There are, of course, historical reasons to expect inaction. Republicans tried to pass a $15 billion rescission package during Trump’s first term, but didn’t have the votes. Some Republicans support the soft power of USAID. Other Republicans in rural districts rely on public media for information, entertainment, and the safety alert system. Plus, House Republicans just passed a bill that would add about $4 trillion to the deficit, and the Senate will do the same in the coming weeks. While the Big Beautiful Bill makes cuts to government programs such as Medicaid and food assistance, those sacrifices are largely canceled out by lowering taxes on high-income households, as well as an extra $300 billion for defense spending and the border, including $25 billion for Trump’s “golden dome” missile defense shield over the U.S.
Hours after the Trump/Musk press conference on Friday, the administration sent Congress a second attempt at a budget. Though still incomplete, it outlines steep cuts to hundreds of programs, including early childhood education, cancer research, Pell grants, clean water and air programs, and United Nations dues, and completely eliminates the U.S. Agency for International Development.

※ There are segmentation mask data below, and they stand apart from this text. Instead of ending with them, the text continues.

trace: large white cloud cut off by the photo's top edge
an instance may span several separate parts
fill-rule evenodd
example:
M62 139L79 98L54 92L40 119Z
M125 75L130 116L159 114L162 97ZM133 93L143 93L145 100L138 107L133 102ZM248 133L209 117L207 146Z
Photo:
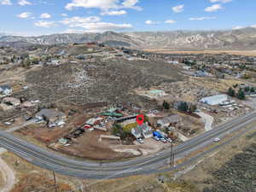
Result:
M137 7L138 0L125 0L120 3L119 0L72 0L71 3L67 3L66 9L72 10L74 8L97 8L102 10L108 9L141 9Z

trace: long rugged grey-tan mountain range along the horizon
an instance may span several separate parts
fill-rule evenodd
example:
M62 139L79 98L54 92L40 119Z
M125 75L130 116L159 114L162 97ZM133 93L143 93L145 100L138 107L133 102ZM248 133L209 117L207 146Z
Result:
M256 49L256 28L226 31L65 33L38 37L6 36L0 33L2 44L69 44L92 41L131 49Z

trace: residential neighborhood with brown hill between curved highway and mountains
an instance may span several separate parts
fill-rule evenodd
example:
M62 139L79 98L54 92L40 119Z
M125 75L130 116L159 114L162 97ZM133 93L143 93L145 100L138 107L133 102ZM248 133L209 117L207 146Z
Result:
M24 73L3 75L2 125L18 125L24 137L64 154L92 160L154 154L256 107L252 56L157 54L96 42L22 49L19 55L2 48L10 58L2 53L2 73ZM148 73L137 74L137 64Z

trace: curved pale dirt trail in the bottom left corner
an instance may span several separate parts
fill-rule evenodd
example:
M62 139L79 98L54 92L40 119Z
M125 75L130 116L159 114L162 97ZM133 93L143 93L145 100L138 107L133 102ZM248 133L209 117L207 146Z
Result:
M1 158L0 174L3 176L3 188L0 188L0 192L9 192L15 186L15 172Z

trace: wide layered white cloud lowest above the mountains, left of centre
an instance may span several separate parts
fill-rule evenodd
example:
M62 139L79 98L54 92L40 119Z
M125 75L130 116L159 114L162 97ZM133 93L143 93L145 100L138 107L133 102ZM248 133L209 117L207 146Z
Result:
M72 17L61 20L60 22L69 27L84 28L86 32L122 31L132 28L131 24L101 22L101 18L96 16Z

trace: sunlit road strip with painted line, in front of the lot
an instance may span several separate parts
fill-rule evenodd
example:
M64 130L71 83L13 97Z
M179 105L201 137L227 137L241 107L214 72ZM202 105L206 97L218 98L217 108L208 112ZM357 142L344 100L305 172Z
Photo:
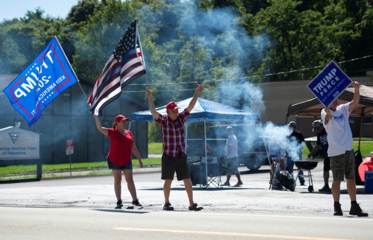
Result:
M2 239L371 239L371 218L86 208L2 208Z

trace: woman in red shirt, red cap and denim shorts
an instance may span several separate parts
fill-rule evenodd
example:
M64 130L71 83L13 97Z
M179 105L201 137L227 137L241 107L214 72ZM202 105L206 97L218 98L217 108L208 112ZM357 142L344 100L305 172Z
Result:
M117 208L123 207L122 202L122 171L126 178L128 190L132 196L132 204L141 207L136 195L136 187L132 175L131 152L136 156L140 167L143 166L140 154L133 141L132 132L126 130L126 121L130 120L123 115L118 115L113 123L113 128L102 127L96 115L93 115L97 129L110 139L110 150L107 154L107 165L114 176L114 190L117 196Z

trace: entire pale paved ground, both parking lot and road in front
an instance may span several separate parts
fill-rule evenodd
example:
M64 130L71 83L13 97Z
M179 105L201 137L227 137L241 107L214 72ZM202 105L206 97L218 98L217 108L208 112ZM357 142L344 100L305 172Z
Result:
M341 186L343 217L334 217L330 193L269 190L268 166L256 173L240 167L241 187L194 187L204 207L188 211L182 182L172 184L173 212L162 211L159 172L134 174L142 208L133 207L122 185L124 207L115 210L112 176L63 178L0 185L0 235L4 239L371 239L372 194L358 186L367 218L348 215L346 183ZM311 170L321 188L322 163ZM226 177L222 177L224 182ZM232 176L231 184L236 182ZM124 181L124 180L123 180Z

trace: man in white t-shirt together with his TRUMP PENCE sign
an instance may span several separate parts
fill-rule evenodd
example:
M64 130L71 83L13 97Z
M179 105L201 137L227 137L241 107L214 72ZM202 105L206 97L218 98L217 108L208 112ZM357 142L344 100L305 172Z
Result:
M355 157L352 148L352 132L349 115L359 104L360 84L353 82L354 98L347 104L338 105L338 96L352 83L347 75L334 61L313 79L307 87L321 101L325 108L321 111L321 119L327 132L329 144L328 156L333 174L331 193L334 200L334 216L343 216L340 204L341 181L346 178L347 191L351 200L350 215L367 217L356 202Z

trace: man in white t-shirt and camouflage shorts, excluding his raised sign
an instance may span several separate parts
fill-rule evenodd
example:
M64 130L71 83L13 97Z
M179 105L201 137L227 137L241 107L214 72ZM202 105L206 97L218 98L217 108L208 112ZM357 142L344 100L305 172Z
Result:
M321 111L321 119L328 134L328 156L330 157L330 169L333 174L331 193L334 200L334 216L343 216L340 195L341 181L346 176L347 191L351 200L350 215L367 217L356 202L355 184L355 157L352 149L352 132L349 124L349 115L359 104L360 93L358 82L353 82L355 89L354 98L347 104L338 105L338 99L334 100L328 108Z

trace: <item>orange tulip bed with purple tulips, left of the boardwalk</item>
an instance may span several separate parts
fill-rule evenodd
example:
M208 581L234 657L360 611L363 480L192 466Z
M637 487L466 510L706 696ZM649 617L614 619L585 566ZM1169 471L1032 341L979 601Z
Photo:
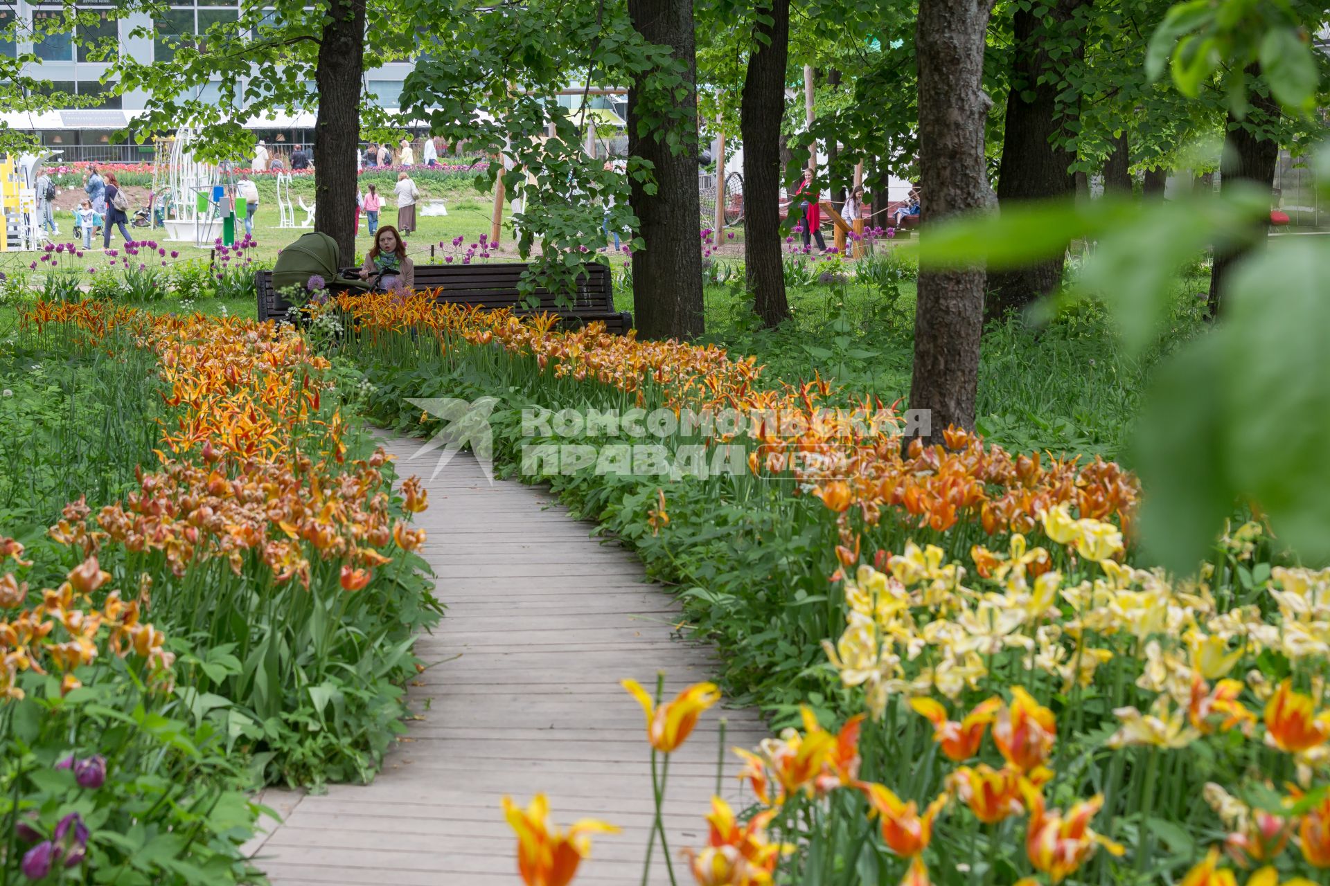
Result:
M290 329L41 303L15 347L8 365L73 367L45 393L102 445L138 436L114 457L73 428L37 440L104 480L96 499L56 505L60 477L7 487L3 879L249 882L245 789L367 778L402 731L414 635L439 615L412 553L424 494L394 495L335 372ZM90 372L132 383L141 414L97 402ZM19 417L41 421L33 388Z

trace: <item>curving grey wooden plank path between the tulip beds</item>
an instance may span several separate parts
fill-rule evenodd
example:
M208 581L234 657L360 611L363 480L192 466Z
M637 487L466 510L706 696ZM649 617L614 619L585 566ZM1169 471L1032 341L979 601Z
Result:
M254 863L274 886L520 885L516 837L500 806L549 797L551 822L601 818L620 834L592 838L576 883L641 881L652 822L645 720L618 681L665 693L710 679L714 652L680 638L678 606L644 583L626 550L591 538L548 490L485 480L469 453L428 480L438 452L418 440L386 442L402 476L418 474L430 509L422 554L448 610L416 648L439 662L410 687L418 717L370 785L307 796L266 792L285 822L255 840ZM734 777L730 745L767 735L753 711L706 711L673 754L665 801L674 873L693 882L678 851L706 843L720 720L729 723L725 796L751 802ZM660 846L652 883L668 883Z

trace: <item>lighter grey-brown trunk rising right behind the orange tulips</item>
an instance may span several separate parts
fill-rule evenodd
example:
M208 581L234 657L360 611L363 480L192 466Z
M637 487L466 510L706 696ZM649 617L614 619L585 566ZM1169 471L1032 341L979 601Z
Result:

The Friday night budget dump also seemed to be the official handoff from Musk to Russ Vought, the director of the Office of Management and Budget, and a Christian nationalist budget wonk who threatens to be a much more effective bureaucrat than Musk. Vought, after all, is the architect of Project 2025, the carefully planned, yearslong effort to massively shrink the federal government while shifting its powers and authority to the president. Where Musk and his band of Washington outsiders failed, perhaps Vought and his network of policy insiders and ideologues will have more success—or at least do a better job of getting Congress on board.